Lejos, muy lejos, el mugido de la mar.
Relazione del primo viaggio
El cerebro es una masa caliente, blancuzca, incapaz de generar pensamientos.
Aristóteles.
-Doblando la procelosa raya del horizonte, ¿qué hay? Te lo habrás preguntado muchas veces, como todos los que miran hacia esa lontananza curvada. Pues te lo diré ahora mismo y sin rodeos, Gil: Nada. Porque aquel fluido que el alquimismo intitula éter o espíritu sublime, descubrimos navegando bien a las cortas, no es otra cosa que Nada. Y en medio de eso, de aquella oquedad, es que nos preñaremos para siempre del más vivo de los espantos, por no ser agua, aunque lo parezca, eso que machetean incansables las rodas de las naves, ni espuma eso que salpican sus babores y estribores. Sólo lo ilusorio, arriba y abajo. La horroro- sa eternidad del vacío pasando por las bandas. Dicho esto, Gil, ¿cómo Mefistófeles darle la vuelta a aquello, sino entendiendo que al hacerlo sólo se circunvala una inmensa fantasmagoría?
Dos estrellas fugaces cruzaron la comba, subrayando con su fuego celestial las palabras del cosmógrafo, quien continuó su parlamento en tono seco:
-Bien sabido es que hay una sola mente y que sus sabios pensamientos crearon a través del verbo divino a todos los hijos del altísimo.

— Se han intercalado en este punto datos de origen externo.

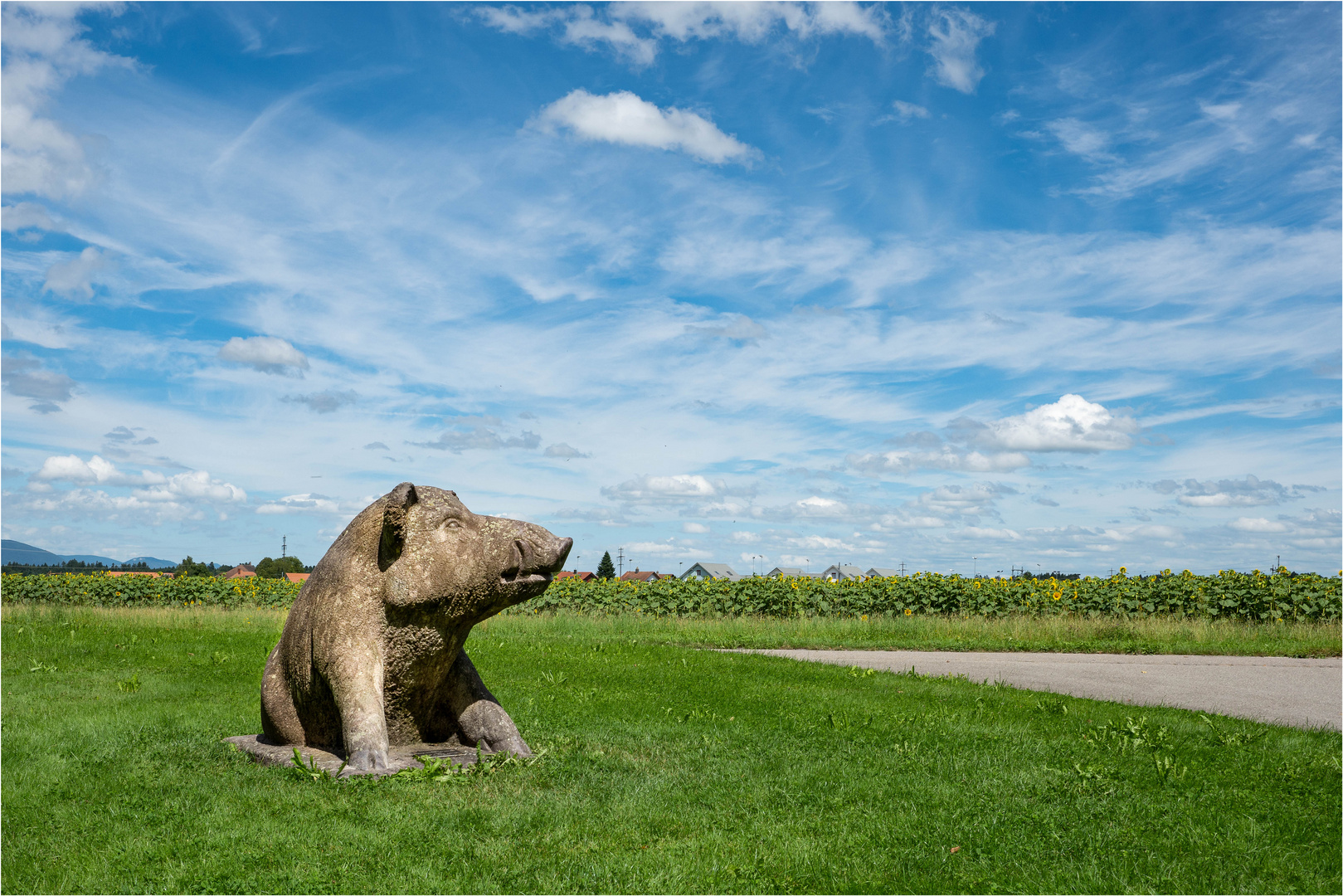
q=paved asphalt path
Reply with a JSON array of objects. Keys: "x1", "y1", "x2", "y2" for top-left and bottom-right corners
[{"x1": 736, "y1": 650, "x2": 1343, "y2": 729}]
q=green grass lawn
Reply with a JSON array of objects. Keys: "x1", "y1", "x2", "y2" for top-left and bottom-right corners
[{"x1": 7, "y1": 607, "x2": 1343, "y2": 894}]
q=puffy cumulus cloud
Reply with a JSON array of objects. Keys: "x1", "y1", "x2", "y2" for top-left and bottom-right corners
[
  {"x1": 411, "y1": 426, "x2": 541, "y2": 454},
  {"x1": 905, "y1": 482, "x2": 1014, "y2": 519},
  {"x1": 219, "y1": 336, "x2": 308, "y2": 377},
  {"x1": 1226, "y1": 516, "x2": 1288, "y2": 532},
  {"x1": 951, "y1": 395, "x2": 1141, "y2": 451},
  {"x1": 280, "y1": 390, "x2": 358, "y2": 414},
  {"x1": 1152, "y1": 475, "x2": 1306, "y2": 508},
  {"x1": 544, "y1": 442, "x2": 592, "y2": 460},
  {"x1": 256, "y1": 493, "x2": 345, "y2": 514},
  {"x1": 32, "y1": 454, "x2": 167, "y2": 485},
  {"x1": 0, "y1": 2, "x2": 134, "y2": 199},
  {"x1": 134, "y1": 470, "x2": 247, "y2": 504},
  {"x1": 846, "y1": 445, "x2": 1030, "y2": 475},
  {"x1": 532, "y1": 87, "x2": 759, "y2": 165},
  {"x1": 928, "y1": 7, "x2": 996, "y2": 93},
  {"x1": 0, "y1": 358, "x2": 75, "y2": 414},
  {"x1": 601, "y1": 475, "x2": 727, "y2": 504},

De la misma forma, y cumpliéndose el axioma de Hermes, el Tres Veces Grande, que nos alumbra con la certeza de que como es arriba es abajo, los hijos de Dios son cocreadores con su padre, y utilizando parte de la mente divina precipitan el producto de sus pensamientos en forma de manifestaciones físicas hacia el mundo de las formas. O sea, de agua, de aire, de cormoranes, de cuadernas, de áncoras y velámenes nada, Gil.
Faleiro volvió a escupir, apoyado en la higuera rugosa que era nuestra única suntuosidad, nuestro único lujo en aquella mansión de penurias.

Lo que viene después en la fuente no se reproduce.